Land walked over to a jewelry box in the back of the store, pushing it aside. DeLeon fired a single shot in her direction, intentionally missing, but causing Land to flee from the store by jumping out a window.
The prosecution case relied heavily on a range of evidence, including testimony, surveillance footage of the shopping complex and nearby hotels, and DNA sequencing from objects left near the scene.
The defense chose not to make an opening argument, but during closing statements asked if Blunt’s identity could be determined with certainty based on the evidence presented.
“If you have a reasonable doubt that the accused committed the alleged crimes because they may have been committed by a third party, I ask you to find the accused not guilty,” said the lawyer for the Blunt’s defense, David Paul Gordon.
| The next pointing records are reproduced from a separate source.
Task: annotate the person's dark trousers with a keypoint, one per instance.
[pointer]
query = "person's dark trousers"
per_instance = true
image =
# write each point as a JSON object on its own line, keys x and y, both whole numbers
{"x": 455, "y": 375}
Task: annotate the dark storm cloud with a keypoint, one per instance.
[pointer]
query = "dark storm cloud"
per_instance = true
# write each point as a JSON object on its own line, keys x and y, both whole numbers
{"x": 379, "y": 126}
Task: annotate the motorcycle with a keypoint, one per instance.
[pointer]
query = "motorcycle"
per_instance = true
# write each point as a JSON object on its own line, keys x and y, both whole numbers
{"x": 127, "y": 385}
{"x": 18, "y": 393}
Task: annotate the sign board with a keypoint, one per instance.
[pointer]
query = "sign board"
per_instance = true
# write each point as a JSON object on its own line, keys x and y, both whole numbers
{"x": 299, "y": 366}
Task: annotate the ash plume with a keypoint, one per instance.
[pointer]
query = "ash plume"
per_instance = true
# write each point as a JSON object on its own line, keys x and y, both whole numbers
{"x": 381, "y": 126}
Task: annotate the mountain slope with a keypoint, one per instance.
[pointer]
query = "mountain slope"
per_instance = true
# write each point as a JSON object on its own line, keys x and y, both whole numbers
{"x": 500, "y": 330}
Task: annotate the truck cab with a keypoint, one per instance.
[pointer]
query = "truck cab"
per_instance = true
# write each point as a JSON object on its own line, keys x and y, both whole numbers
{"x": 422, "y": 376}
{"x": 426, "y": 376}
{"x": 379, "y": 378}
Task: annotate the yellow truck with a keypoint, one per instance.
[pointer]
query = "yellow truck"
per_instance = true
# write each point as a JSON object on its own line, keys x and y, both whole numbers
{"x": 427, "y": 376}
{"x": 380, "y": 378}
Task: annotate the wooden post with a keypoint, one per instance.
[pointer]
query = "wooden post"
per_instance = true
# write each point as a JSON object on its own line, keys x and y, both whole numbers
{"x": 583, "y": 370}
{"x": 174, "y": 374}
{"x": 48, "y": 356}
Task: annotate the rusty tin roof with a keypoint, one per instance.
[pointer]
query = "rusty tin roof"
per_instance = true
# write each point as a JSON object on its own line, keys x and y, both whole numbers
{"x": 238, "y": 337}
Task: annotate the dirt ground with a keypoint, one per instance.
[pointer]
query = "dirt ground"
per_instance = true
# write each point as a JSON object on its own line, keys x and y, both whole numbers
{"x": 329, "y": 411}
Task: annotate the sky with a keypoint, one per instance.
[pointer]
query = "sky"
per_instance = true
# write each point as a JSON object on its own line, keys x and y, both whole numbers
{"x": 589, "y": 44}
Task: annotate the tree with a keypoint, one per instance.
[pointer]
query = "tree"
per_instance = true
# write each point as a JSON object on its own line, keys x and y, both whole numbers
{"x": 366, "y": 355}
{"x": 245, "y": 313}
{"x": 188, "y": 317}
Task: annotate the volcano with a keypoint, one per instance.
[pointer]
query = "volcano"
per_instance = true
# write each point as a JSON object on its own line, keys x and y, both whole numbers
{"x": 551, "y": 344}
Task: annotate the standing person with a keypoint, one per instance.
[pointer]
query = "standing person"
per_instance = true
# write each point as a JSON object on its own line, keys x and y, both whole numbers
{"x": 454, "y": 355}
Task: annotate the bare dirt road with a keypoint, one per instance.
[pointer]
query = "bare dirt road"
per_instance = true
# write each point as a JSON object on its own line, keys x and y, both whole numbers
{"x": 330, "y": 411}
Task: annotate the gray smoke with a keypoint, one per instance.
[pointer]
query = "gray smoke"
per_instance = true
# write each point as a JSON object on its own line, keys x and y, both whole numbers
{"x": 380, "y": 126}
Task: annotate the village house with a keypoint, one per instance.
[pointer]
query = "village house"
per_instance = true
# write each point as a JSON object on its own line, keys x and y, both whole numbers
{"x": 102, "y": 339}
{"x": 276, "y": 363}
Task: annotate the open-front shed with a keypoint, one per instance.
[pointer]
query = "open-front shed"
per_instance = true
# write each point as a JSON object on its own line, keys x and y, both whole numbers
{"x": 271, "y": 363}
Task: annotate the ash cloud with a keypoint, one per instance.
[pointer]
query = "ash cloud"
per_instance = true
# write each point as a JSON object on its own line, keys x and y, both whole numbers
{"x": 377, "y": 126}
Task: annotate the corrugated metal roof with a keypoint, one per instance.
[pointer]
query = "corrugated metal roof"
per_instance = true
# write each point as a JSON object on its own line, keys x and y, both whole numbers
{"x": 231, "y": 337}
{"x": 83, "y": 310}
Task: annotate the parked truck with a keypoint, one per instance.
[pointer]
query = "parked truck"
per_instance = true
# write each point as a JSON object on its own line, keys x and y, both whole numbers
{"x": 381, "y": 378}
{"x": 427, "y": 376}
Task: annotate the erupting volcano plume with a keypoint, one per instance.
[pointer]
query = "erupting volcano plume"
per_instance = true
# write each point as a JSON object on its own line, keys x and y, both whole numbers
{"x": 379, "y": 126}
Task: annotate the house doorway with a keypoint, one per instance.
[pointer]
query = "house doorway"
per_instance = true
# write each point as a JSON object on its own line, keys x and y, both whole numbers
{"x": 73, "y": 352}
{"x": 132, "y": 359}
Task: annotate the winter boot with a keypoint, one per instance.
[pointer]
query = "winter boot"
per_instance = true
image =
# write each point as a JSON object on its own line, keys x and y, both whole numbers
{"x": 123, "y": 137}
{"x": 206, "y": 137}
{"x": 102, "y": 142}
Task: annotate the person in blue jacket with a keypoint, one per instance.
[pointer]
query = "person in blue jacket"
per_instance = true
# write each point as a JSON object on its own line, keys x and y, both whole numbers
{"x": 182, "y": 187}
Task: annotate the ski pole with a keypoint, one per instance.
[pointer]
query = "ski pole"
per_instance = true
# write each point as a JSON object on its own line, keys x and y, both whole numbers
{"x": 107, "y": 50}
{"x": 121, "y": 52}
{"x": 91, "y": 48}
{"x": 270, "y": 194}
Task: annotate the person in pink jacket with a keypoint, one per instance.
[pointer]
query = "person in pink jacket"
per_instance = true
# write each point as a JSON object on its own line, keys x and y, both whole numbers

After the verdict, Gordon did not comment but thanked the jury for their services.
Coconino County District Attorney Bill Ring was not present at the trial, but when contacted by the Arizona Daily Sun commented on behalf of the prosecution:
“The accused committed a brazen theft against one of our local business owners and now rightly faces a mandatory jail term. We thank the jury for their deliberation and service in this important matter,” Ring said.
He also thanked the Flagstaff and Barker Police Department for the “skill and courage” they displayed throughout the case.
Blunt is scheduled to appear in Division Five of the Coconino Superior Court before Judge Cathleen Brown Nichols for sentencing next month. The crimes carry a mandatory prison sentence and Blunt could face more than 20 years on each of the charges.